Title: Building and Evaluating Controllable Models for Text Simplification

 

Date: Friday, August 4, 2023

Time: 2.30pm - 4.30pm EST

Location: https://gatech.zoom.us/j/92877588273

 

Mounica Maddela

PhD Student in Computer Science

School of Interactive Computing

College of Computing

Georgia Institute of Technology

 

Committee

Dr. Wei Xu (Advisor), School of Interactive Computing, Georgia Tech

Dr. Alan Ritter, School of Interactive Computing, Georgia Tech

Dr. Mark Riedl, School of Interactive Computing, Georgia Tech

Dr. Colin Cherry, Google Research

Dr. Y-Lan Boureau, Meta AI Research

 

Abstract

Although the existing natural language generation systems (NLG) have made great progress in generating fluent text indistinguishable from human-written text, they still lack the capability to adapt to specific constraints or attributes crucial for practical applications. There has been an emerging trend in NLG to develop controllable methods for text generation that generate texts by controlling various attributes such as sentiment, formality, politeness, and topic. 

 

In this dissertation, I focus on controllable text generation for Automatic Text Simplification (ATS). ATS aims to improve the readability of texts with simpler grammar and word choices while preserving the original meaning. It is an audience-dependent task because the readability constraints vary based on the target population. Therefore, controllability is essential for the ATS systems to generate text adhering to diverse readability constraints. An ideal automatic simplification system should be able to control various attributes of the generated text such as syntactic structures, length, readability levels, and word choices that are appropriate for the situation.
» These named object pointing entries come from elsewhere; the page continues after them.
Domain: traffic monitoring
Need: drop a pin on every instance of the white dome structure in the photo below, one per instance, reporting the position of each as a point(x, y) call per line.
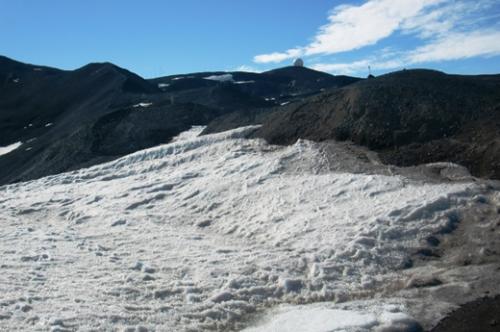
point(298, 63)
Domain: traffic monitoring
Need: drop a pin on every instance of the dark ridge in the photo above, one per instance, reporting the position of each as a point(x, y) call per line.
point(482, 315)
point(71, 119)
point(410, 117)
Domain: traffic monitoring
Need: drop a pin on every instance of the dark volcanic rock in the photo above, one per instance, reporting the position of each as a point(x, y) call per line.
point(482, 315)
point(411, 117)
point(72, 119)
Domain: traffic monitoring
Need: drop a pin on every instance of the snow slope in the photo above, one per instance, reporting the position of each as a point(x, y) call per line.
point(9, 148)
point(210, 233)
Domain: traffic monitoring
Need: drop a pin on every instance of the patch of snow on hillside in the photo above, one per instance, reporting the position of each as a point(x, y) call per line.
point(220, 78)
point(325, 317)
point(194, 132)
point(244, 82)
point(202, 233)
point(143, 105)
point(9, 148)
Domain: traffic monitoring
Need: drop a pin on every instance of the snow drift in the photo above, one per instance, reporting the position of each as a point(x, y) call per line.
point(210, 233)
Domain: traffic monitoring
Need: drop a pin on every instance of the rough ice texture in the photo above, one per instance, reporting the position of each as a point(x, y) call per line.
point(204, 232)
point(9, 148)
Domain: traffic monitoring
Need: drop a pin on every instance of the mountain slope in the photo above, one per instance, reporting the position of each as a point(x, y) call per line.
point(220, 231)
point(411, 117)
point(61, 117)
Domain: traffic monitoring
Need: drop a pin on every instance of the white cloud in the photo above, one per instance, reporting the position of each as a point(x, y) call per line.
point(458, 46)
point(442, 30)
point(353, 27)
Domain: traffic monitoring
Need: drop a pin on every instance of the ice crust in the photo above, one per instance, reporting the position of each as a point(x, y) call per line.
point(9, 148)
point(208, 231)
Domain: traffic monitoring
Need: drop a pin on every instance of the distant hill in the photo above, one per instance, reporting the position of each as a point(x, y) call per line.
point(71, 119)
point(410, 117)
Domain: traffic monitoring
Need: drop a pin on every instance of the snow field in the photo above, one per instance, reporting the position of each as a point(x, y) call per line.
point(202, 233)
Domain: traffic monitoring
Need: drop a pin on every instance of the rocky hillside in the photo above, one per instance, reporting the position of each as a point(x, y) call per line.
point(409, 117)
point(70, 119)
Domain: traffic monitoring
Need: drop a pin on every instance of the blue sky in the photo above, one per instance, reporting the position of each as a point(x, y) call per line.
point(155, 38)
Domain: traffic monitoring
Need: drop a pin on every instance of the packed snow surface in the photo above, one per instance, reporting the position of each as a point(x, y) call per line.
point(9, 148)
point(212, 232)
point(220, 78)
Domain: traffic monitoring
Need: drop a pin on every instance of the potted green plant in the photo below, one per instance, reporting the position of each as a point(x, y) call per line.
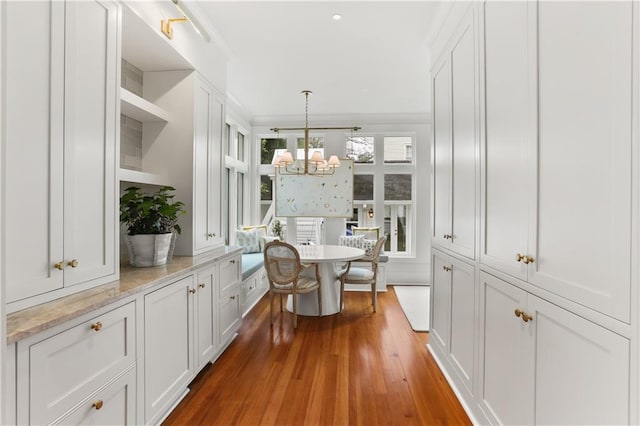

However, the existing simplification systems lack the capability to adapt to different readability constraints. 

 

To address these issues, I develop two novel controllable approaches for ATS: a sentence simplification system that combines linguistic rules with Transformer models to generate simplified sentences at different readability levels and a lexical simplification system that leverages human judgments of word complexity to replace complex words with simpler phrases. Finally, I propose the first supervised automatic evaluation metric for ATS, LENS, which can capture multiple simplification styles and outperforms the existing metrics in evaluating controllable simplification systems. To train and evaluate LENS, I create SIMPEVAL, the first metric evaluation benchmark that incorporates different types of simplification operations.